Ground level ozone: A harmful air pollutant made up of three oxygen molecules that is the main component of smog.

Hay/pasture: Areas of grasses, legumes, or grass-legume mixtures planted for livestock grazing or the production of seed or hay crops, typically on a perennial cycle. Pasture/hay vegetation accounts for greater than 20% of total vegetation.

Herbaceous: Areas dominated by graminoid or herbaceous vegetation, generally greater than 80% of total vegetation. These areas are not subject to intensive management such as tilling but can be utilized for grazing.

Land cover: The vegetative characteristics or manmade constructions on the land’s surface.

Land use: Involves an element of human activity and reflects human decisions about how land will be used.

Mixed forest: Areas dominated by trees generally greater than 5 meters tall, and greater than 20% of total vegetation cover. Neither deciduous nor evergreen species are greater than 75% of total tree cover.

Open water: Areas of open water, generally with less than 25% cover of vegetation or soil.

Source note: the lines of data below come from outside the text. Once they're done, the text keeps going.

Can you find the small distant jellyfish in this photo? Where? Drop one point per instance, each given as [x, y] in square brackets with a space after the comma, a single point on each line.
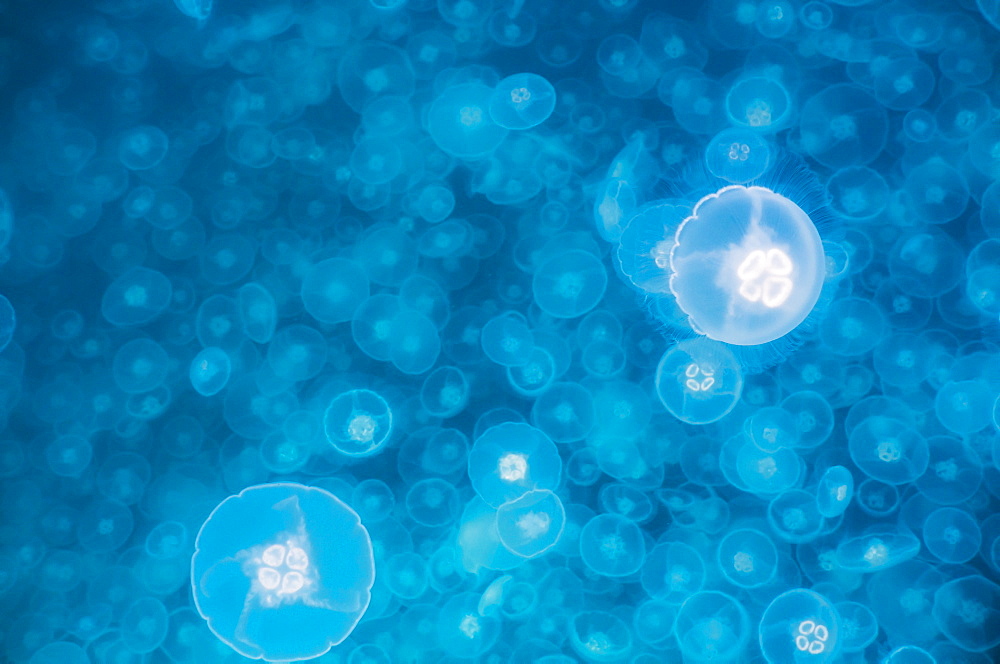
[522, 101]
[699, 381]
[747, 266]
[459, 122]
[198, 9]
[738, 155]
[358, 423]
[282, 572]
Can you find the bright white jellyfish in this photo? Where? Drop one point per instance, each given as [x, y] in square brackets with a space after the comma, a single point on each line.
[282, 572]
[747, 266]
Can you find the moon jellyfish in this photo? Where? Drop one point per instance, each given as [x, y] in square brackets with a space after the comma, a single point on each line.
[712, 626]
[747, 266]
[459, 122]
[358, 423]
[967, 611]
[738, 155]
[522, 101]
[511, 459]
[799, 626]
[282, 572]
[199, 9]
[532, 524]
[699, 381]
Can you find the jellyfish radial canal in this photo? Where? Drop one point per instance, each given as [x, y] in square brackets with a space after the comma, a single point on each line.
[747, 266]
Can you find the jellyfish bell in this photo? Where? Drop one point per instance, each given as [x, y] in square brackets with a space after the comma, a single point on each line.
[747, 266]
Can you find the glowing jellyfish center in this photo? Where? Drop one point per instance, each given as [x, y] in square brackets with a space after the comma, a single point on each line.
[747, 266]
[282, 572]
[811, 637]
[513, 467]
[362, 428]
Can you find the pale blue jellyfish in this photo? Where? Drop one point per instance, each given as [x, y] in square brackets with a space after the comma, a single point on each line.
[738, 155]
[459, 121]
[747, 266]
[834, 491]
[800, 626]
[282, 572]
[199, 9]
[952, 535]
[522, 101]
[747, 557]
[511, 459]
[531, 524]
[858, 626]
[210, 370]
[600, 636]
[967, 611]
[876, 550]
[712, 626]
[699, 381]
[358, 422]
[612, 545]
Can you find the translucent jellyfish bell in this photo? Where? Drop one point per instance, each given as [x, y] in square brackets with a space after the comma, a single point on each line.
[282, 572]
[798, 626]
[699, 381]
[747, 266]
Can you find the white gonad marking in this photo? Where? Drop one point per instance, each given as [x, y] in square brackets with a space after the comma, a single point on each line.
[765, 277]
[693, 383]
[811, 637]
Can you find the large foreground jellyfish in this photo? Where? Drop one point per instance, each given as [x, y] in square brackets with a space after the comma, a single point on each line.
[282, 572]
[747, 266]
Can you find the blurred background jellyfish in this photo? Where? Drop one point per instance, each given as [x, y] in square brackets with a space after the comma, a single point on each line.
[699, 381]
[282, 572]
[358, 422]
[800, 626]
[747, 267]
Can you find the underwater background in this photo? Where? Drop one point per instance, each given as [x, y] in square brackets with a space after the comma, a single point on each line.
[532, 331]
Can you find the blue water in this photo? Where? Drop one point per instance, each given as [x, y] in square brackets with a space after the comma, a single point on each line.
[529, 331]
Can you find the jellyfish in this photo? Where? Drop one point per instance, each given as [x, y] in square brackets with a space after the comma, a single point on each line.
[531, 524]
[358, 422]
[699, 381]
[967, 611]
[522, 101]
[282, 572]
[612, 546]
[858, 626]
[511, 459]
[747, 557]
[800, 622]
[210, 370]
[712, 626]
[599, 636]
[747, 266]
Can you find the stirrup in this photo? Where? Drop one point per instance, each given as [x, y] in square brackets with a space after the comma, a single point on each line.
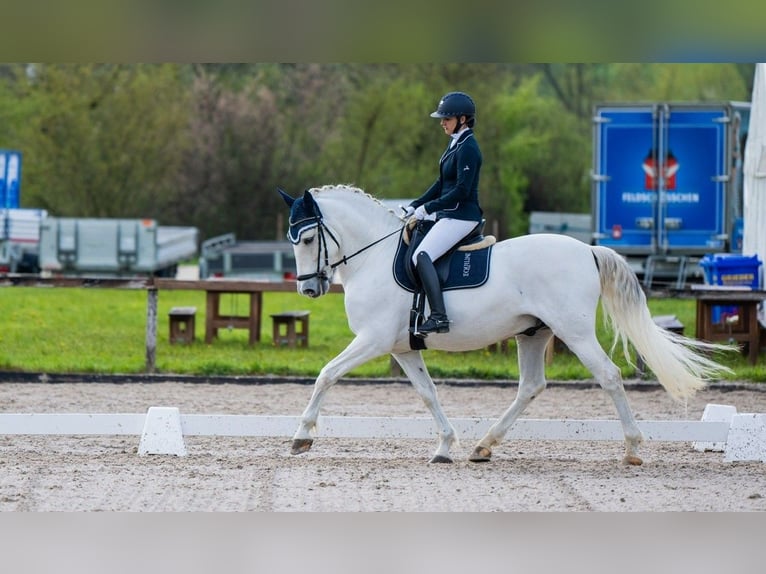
[432, 326]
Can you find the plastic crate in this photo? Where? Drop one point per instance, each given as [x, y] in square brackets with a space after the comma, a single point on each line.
[732, 270]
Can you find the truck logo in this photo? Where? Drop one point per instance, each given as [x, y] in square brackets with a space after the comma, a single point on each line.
[669, 170]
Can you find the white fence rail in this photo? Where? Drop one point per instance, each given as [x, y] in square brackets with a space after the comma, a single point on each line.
[742, 437]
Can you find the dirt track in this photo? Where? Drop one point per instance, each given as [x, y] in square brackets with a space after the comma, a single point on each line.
[65, 473]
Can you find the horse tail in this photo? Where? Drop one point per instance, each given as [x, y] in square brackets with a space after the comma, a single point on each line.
[678, 362]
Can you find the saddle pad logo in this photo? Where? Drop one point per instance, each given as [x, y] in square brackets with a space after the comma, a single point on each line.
[462, 269]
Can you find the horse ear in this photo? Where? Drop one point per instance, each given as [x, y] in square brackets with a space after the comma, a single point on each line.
[308, 201]
[288, 200]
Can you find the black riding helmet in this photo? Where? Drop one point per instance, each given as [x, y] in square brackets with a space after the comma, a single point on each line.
[454, 105]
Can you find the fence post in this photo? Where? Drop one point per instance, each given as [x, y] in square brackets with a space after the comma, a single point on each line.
[151, 328]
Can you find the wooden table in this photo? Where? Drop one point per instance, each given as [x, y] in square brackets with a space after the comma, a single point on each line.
[215, 288]
[745, 329]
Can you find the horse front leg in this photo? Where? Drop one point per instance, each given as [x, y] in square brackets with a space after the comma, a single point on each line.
[358, 352]
[531, 383]
[413, 366]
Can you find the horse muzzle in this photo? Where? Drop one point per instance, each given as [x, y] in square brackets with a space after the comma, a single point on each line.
[314, 287]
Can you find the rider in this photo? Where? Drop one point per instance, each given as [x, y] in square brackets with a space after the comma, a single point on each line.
[452, 201]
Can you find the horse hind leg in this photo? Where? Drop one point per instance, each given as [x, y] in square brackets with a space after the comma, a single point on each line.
[532, 382]
[608, 376]
[417, 372]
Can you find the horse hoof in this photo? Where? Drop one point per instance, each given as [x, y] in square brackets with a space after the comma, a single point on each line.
[440, 458]
[480, 454]
[301, 445]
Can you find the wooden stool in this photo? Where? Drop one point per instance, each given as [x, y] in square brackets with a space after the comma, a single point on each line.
[291, 337]
[182, 324]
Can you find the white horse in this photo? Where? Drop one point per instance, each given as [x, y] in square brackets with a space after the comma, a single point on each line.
[537, 279]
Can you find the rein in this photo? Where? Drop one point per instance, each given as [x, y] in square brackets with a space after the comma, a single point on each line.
[320, 272]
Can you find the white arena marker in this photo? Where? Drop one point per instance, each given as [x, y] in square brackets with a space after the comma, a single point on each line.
[162, 432]
[747, 438]
[715, 413]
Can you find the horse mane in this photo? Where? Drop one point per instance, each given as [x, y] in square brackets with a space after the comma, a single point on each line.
[347, 188]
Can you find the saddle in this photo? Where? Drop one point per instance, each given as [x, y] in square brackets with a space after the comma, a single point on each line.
[465, 266]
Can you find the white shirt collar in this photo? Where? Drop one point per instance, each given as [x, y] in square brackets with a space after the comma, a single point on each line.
[456, 136]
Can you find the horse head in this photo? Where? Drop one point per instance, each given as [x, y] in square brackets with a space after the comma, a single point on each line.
[309, 236]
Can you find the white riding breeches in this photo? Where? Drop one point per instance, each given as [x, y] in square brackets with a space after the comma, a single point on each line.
[442, 237]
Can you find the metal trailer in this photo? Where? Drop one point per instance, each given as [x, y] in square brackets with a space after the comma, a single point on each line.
[577, 225]
[19, 239]
[113, 247]
[224, 256]
[667, 183]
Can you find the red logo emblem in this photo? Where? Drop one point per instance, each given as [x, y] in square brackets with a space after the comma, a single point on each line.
[651, 173]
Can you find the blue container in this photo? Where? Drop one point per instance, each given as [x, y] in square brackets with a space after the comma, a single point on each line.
[728, 269]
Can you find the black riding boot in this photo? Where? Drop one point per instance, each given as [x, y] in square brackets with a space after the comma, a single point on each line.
[438, 321]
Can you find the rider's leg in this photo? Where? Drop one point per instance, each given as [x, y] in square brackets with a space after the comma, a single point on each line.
[438, 321]
[441, 238]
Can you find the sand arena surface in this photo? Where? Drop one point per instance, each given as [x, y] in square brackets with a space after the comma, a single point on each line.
[105, 473]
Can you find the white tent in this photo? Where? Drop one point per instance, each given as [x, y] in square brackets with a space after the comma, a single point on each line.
[754, 174]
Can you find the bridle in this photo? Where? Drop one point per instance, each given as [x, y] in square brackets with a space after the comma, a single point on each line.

Particulate atter: The term for a mixture of solid particles and liquid droplets found in the air.

Primary standards: National ambient air quality standards designed to protect public health with an adequate margin of safety.

Purchase of Development Rights (PDR): An incentive based, voluntary program with the intent of permanently protecting productive, sensitive, or aesthetic landscapes, yet retaining private ownership and management. In this program, a landowner sells the development rights of a parcel of land to a public agency, land trust or unit of government. A conservation easement is recorded on the title of the property that limits development permanently.

Secondary standards: National ambient air quality standards designed to protect the public welfare from adverse effects, including those related to the impacts on soil, water, crops, vegetation, anthropogenic (man-made) materials, animals, wildlife, weather, visibility, and climate; damage to property, transportation hazards, economic values, and personal comfort and well-being.

Shrub/scrub: Areas dominated by shrubs; less than 5 meters tall with shrub canopy typically greater than 20% of total vegetation. This class includes true shrubs, young trees in an early successional stage or trees stunted from environmental conditions.

Woody wetlands (swamp): Areas where forest or shrubland vegetation accounts for greater than 20% of vegetative cover and the soil or substrate is periodically saturated with or covered with water.

Zoonotic disease: Any disease that can be passed between animals and people.